The north-west of England had the highest coronavirus mortality rate for the month of July, but figures for all regions have decreased since the previous month.
According to data from the Office for National Statistics on the rate of deaths in England and Wales, there were 2.8 deaths involving Covid-19 per 100,000 in the North West's population.
This was down from 9.2 in June - when it was also the region with the highest rate.
The South West had the lowest rate again, with 0.3 deaths per 100,000 population, down from 2.1 in June.
In London, the rate was 1.2 for July, down from 3.1 in June.
Meanwhile, four areas in Kent had some of the highest coronavirus mortality rates for local authority areas in England in July.
Ashford had a rate of 16.2 deaths per 100,000 people, down from 36.5 in June, when it was also recorded as having the highest rate.
Gravesham had a rate of 13.5, Dartford was at 11.8 and Folkestone and Hythe had a rate of 8.9.
Leicester’s rate was 10.
The figures account for deaths involving Covid-19 which were registered by 15 August.
They also showed that of the 336 local authority areas in England and Wales, 71 had no coronavirus-related deaths in July - that's an approximate rate of 21%.
A further 239 (71%) recorded fewer than 10 deaths involving Covid-19.
The ONS said that because the number of deaths involving the virus has decreased to levels lower than recorded in March, Friday's report will be its last monthly review on the subject. But the group said it will continue to review deaths involving Covid-19 and release updates when appropriate.
The ONS also found that an estimated 28,200 people within private households in England had Covid-19 between August 14 and 20.
This was the equivalent of around 0.05% of the population or one in 1,900 individuals.

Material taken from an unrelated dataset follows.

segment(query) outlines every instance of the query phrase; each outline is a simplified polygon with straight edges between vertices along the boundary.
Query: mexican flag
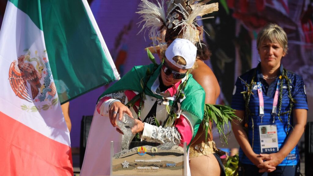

The estimate is broadly unchanged from the previous week of August 7 to 13 which had an equivalent of around 0.05% of the population, or one in 2,200 individuals.
The figures do not include people staying in hospitals, care homes or other institutional settings.
The ONS said while recent figures had suggested some evidence of a small rise in the percentage of people testing positive for Covid-19 in July, following a low point in June, this continues to level off.